Less People Go Bust

The Insolvency Service has revealed that 119,850 people were declared insolvent in 2011, which is a 11.3% decrease on the record high of 2010. However, the number of companies going bust edged up by 1.3% compared with last year. The figures show that, for the first time, there were more IVAs than bankruptcies. Andrew Smith of ClearDebt believes this is because IVAs are now being arranged at much lower levels of debt than ever before. There was also a marked increase in Debt Relief Orders. There were 28,949 in 2011 of this newer method of insolvency generally used for lower levels of debt.

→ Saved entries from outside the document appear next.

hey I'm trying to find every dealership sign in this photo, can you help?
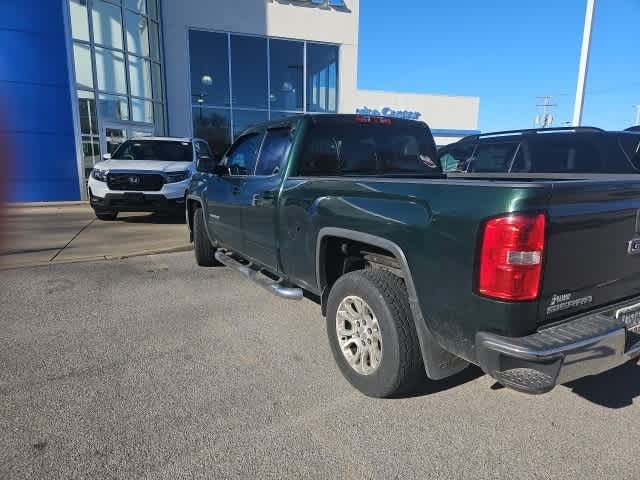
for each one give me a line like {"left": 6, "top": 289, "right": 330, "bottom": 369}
{"left": 356, "top": 106, "right": 422, "bottom": 121}
{"left": 269, "top": 0, "right": 348, "bottom": 9}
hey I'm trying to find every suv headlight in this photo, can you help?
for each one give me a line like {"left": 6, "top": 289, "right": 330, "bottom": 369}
{"left": 91, "top": 169, "right": 108, "bottom": 182}
{"left": 166, "top": 171, "right": 190, "bottom": 183}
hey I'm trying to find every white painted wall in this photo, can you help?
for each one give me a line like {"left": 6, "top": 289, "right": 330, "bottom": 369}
{"left": 161, "top": 0, "right": 359, "bottom": 136}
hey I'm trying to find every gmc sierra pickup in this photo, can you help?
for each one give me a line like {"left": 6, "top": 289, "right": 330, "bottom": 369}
{"left": 186, "top": 114, "right": 640, "bottom": 398}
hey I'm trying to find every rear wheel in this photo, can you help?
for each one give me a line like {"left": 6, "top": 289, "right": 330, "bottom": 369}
{"left": 326, "top": 269, "right": 424, "bottom": 397}
{"left": 193, "top": 206, "right": 221, "bottom": 267}
{"left": 94, "top": 209, "right": 118, "bottom": 221}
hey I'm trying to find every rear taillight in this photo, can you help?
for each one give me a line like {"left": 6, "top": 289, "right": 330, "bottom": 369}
{"left": 478, "top": 213, "right": 546, "bottom": 301}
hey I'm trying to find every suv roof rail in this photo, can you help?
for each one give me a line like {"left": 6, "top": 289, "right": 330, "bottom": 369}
{"left": 625, "top": 126, "right": 640, "bottom": 132}
{"left": 459, "top": 126, "right": 605, "bottom": 142}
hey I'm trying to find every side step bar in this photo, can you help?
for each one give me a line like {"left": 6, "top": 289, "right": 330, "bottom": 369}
{"left": 214, "top": 251, "right": 303, "bottom": 301}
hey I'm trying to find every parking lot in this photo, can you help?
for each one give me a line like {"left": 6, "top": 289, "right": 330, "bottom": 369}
{"left": 2, "top": 248, "right": 640, "bottom": 479}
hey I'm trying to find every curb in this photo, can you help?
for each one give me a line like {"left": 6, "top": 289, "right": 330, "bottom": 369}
{"left": 0, "top": 244, "right": 192, "bottom": 271}
{"left": 6, "top": 201, "right": 89, "bottom": 208}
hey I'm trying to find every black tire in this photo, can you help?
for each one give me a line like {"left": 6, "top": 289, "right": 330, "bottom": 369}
{"left": 193, "top": 206, "right": 221, "bottom": 267}
{"left": 94, "top": 209, "right": 118, "bottom": 221}
{"left": 326, "top": 269, "right": 424, "bottom": 398}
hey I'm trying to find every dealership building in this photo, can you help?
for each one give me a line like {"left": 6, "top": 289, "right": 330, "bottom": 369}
{"left": 3, "top": 0, "right": 479, "bottom": 202}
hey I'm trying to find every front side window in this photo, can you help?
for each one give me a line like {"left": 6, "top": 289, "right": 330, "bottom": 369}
{"left": 225, "top": 133, "right": 263, "bottom": 175}
{"left": 112, "top": 140, "right": 193, "bottom": 162}
{"left": 255, "top": 129, "right": 292, "bottom": 175}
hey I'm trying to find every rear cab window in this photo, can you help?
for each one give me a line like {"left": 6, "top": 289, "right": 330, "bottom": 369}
{"left": 295, "top": 117, "right": 438, "bottom": 177}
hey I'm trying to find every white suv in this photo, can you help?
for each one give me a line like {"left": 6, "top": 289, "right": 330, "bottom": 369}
{"left": 88, "top": 137, "right": 213, "bottom": 220}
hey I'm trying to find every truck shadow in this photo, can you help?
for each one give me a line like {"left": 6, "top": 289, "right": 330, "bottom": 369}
{"left": 563, "top": 360, "right": 640, "bottom": 408}
{"left": 395, "top": 365, "right": 485, "bottom": 399}
{"left": 117, "top": 213, "right": 185, "bottom": 225}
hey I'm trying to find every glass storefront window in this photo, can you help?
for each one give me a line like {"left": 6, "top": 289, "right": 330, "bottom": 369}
{"left": 69, "top": 0, "right": 90, "bottom": 41}
{"left": 148, "top": 21, "right": 160, "bottom": 61}
{"left": 131, "top": 98, "right": 153, "bottom": 123}
{"left": 73, "top": 43, "right": 94, "bottom": 89}
{"left": 92, "top": 0, "right": 123, "bottom": 50}
{"left": 269, "top": 39, "right": 303, "bottom": 112}
{"left": 307, "top": 43, "right": 339, "bottom": 113}
{"left": 153, "top": 103, "right": 165, "bottom": 136}
{"left": 231, "top": 35, "right": 268, "bottom": 109}
{"left": 81, "top": 135, "right": 101, "bottom": 178}
{"left": 77, "top": 91, "right": 98, "bottom": 135}
{"left": 192, "top": 107, "right": 231, "bottom": 156}
{"left": 124, "top": 0, "right": 146, "bottom": 15}
{"left": 95, "top": 47, "right": 127, "bottom": 94}
{"left": 151, "top": 62, "right": 162, "bottom": 102}
{"left": 233, "top": 110, "right": 268, "bottom": 139}
{"left": 128, "top": 55, "right": 152, "bottom": 98}
{"left": 270, "top": 111, "right": 299, "bottom": 121}
{"left": 189, "top": 31, "right": 230, "bottom": 108}
{"left": 125, "top": 10, "right": 149, "bottom": 57}
{"left": 147, "top": 0, "right": 158, "bottom": 20}
{"left": 98, "top": 93, "right": 129, "bottom": 121}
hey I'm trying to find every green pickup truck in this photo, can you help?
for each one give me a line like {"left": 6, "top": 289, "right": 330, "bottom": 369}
{"left": 186, "top": 114, "right": 640, "bottom": 397}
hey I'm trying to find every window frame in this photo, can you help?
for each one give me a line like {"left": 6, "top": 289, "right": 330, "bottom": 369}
{"left": 222, "top": 131, "right": 265, "bottom": 177}
{"left": 254, "top": 127, "right": 294, "bottom": 177}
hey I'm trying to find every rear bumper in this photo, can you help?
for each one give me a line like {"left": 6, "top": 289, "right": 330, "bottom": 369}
{"left": 90, "top": 192, "right": 185, "bottom": 212}
{"left": 476, "top": 298, "right": 640, "bottom": 394}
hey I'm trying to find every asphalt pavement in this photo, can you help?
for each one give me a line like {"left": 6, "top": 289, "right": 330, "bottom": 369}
{"left": 1, "top": 251, "right": 640, "bottom": 479}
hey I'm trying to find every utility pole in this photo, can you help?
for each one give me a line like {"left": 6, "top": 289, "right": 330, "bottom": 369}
{"left": 634, "top": 105, "right": 640, "bottom": 126}
{"left": 573, "top": 0, "right": 596, "bottom": 126}
{"left": 535, "top": 96, "right": 557, "bottom": 128}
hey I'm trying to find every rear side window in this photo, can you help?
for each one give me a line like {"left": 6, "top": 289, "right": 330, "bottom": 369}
{"left": 438, "top": 143, "right": 476, "bottom": 172}
{"left": 469, "top": 142, "right": 520, "bottom": 172}
{"left": 296, "top": 120, "right": 438, "bottom": 177}
{"left": 526, "top": 135, "right": 636, "bottom": 173}
{"left": 255, "top": 128, "right": 292, "bottom": 175}
{"left": 620, "top": 134, "right": 640, "bottom": 170}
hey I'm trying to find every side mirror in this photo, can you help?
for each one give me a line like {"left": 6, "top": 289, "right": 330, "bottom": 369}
{"left": 213, "top": 164, "right": 230, "bottom": 176}
{"left": 196, "top": 155, "right": 217, "bottom": 173}
{"left": 103, "top": 153, "right": 112, "bottom": 160}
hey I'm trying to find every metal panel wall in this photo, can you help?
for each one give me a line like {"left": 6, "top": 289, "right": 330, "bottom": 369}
{"left": 0, "top": 1, "right": 80, "bottom": 201}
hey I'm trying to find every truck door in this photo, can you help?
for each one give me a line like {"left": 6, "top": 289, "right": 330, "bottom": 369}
{"left": 205, "top": 132, "right": 263, "bottom": 249}
{"left": 238, "top": 127, "right": 293, "bottom": 270}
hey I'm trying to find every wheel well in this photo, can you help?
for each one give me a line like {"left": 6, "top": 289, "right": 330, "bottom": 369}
{"left": 186, "top": 198, "right": 201, "bottom": 240}
{"left": 319, "top": 236, "right": 403, "bottom": 315}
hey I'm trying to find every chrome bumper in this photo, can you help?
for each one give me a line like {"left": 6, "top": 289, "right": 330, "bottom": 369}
{"left": 476, "top": 299, "right": 640, "bottom": 394}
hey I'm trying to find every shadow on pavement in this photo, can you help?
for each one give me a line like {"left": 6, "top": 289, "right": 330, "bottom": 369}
{"left": 394, "top": 365, "right": 484, "bottom": 399}
{"left": 564, "top": 360, "right": 640, "bottom": 408}
{"left": 116, "top": 212, "right": 185, "bottom": 225}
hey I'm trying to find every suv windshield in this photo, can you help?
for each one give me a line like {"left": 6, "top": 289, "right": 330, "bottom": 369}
{"left": 112, "top": 140, "right": 193, "bottom": 162}
{"left": 297, "top": 119, "right": 438, "bottom": 176}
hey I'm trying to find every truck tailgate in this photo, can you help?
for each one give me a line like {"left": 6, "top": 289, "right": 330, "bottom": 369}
{"left": 540, "top": 180, "right": 640, "bottom": 324}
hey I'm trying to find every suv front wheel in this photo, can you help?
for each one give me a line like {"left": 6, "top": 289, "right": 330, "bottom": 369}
{"left": 94, "top": 209, "right": 118, "bottom": 221}
{"left": 326, "top": 269, "right": 424, "bottom": 398}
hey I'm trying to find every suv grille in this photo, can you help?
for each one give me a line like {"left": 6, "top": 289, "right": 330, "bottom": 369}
{"left": 107, "top": 173, "right": 165, "bottom": 191}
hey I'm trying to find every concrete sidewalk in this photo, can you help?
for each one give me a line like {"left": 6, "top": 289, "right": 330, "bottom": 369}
{"left": 0, "top": 203, "right": 191, "bottom": 270}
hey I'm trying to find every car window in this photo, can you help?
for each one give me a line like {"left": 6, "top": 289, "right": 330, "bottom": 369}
{"left": 619, "top": 134, "right": 640, "bottom": 170}
{"left": 296, "top": 120, "right": 438, "bottom": 177}
{"left": 438, "top": 143, "right": 476, "bottom": 172}
{"left": 112, "top": 140, "right": 193, "bottom": 162}
{"left": 526, "top": 135, "right": 636, "bottom": 173}
{"left": 469, "top": 142, "right": 519, "bottom": 172}
{"left": 225, "top": 133, "right": 263, "bottom": 175}
{"left": 255, "top": 128, "right": 292, "bottom": 176}
{"left": 195, "top": 140, "right": 213, "bottom": 159}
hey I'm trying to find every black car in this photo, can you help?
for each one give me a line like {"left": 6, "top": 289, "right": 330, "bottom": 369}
{"left": 437, "top": 127, "right": 640, "bottom": 174}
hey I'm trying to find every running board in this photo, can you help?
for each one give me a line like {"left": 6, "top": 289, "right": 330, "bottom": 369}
{"left": 214, "top": 251, "right": 303, "bottom": 300}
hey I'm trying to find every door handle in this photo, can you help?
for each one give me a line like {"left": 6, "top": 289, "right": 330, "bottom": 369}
{"left": 232, "top": 186, "right": 241, "bottom": 195}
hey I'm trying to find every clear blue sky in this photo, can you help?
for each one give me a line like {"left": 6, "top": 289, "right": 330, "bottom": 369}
{"left": 357, "top": 0, "right": 640, "bottom": 132}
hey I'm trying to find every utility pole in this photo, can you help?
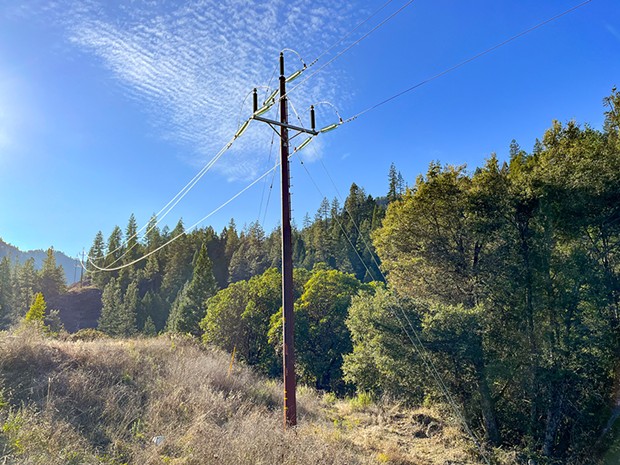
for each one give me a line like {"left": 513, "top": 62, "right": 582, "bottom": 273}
{"left": 80, "top": 249, "right": 85, "bottom": 287}
{"left": 278, "top": 52, "right": 297, "bottom": 428}
{"left": 251, "top": 53, "right": 317, "bottom": 428}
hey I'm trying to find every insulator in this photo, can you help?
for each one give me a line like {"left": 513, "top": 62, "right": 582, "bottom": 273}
{"left": 285, "top": 69, "right": 303, "bottom": 83}
{"left": 295, "top": 137, "right": 313, "bottom": 152}
{"left": 254, "top": 103, "right": 273, "bottom": 117}
{"left": 319, "top": 123, "right": 340, "bottom": 133}
{"left": 263, "top": 89, "right": 278, "bottom": 106}
{"left": 234, "top": 119, "right": 250, "bottom": 138}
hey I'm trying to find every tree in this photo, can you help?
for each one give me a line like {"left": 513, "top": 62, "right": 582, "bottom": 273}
{"left": 0, "top": 257, "right": 14, "bottom": 328}
{"left": 88, "top": 231, "right": 107, "bottom": 287}
{"left": 270, "top": 267, "right": 363, "bottom": 392}
{"left": 105, "top": 226, "right": 124, "bottom": 266}
{"left": 39, "top": 247, "right": 66, "bottom": 298}
{"left": 166, "top": 243, "right": 217, "bottom": 336}
{"left": 98, "top": 278, "right": 135, "bottom": 336}
{"left": 228, "top": 222, "right": 269, "bottom": 283}
{"left": 344, "top": 286, "right": 425, "bottom": 400}
{"left": 24, "top": 292, "right": 47, "bottom": 329}
{"left": 123, "top": 213, "right": 141, "bottom": 265}
{"left": 13, "top": 258, "right": 39, "bottom": 319}
{"left": 203, "top": 267, "right": 309, "bottom": 377}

Nick O’Reilly of HW Fisher cautioned: “To qualify for a DRO, a person must have relatively small debts of less than £15,000. But there is every chance that those struggling with DROs now could slip into insolvency proper.” Ian Gould of PKF said that the surge in corporate insolvencies hadn’t hit yet.

Peter Cooper at Baker Tilly thinks it may have in the hotels and licensed sector where administrations have climbed by 19% in 2011. Hotels are primarily responsible for the increase. Frances Coulson of R3 thought that 2012 would be a difficult year too. Matt Henderson of Johnston Carmichael was concerned over the prevalence of liquidations in Scotland because “unlike other types of insolvency such as administration, it is not designed to save businesses.”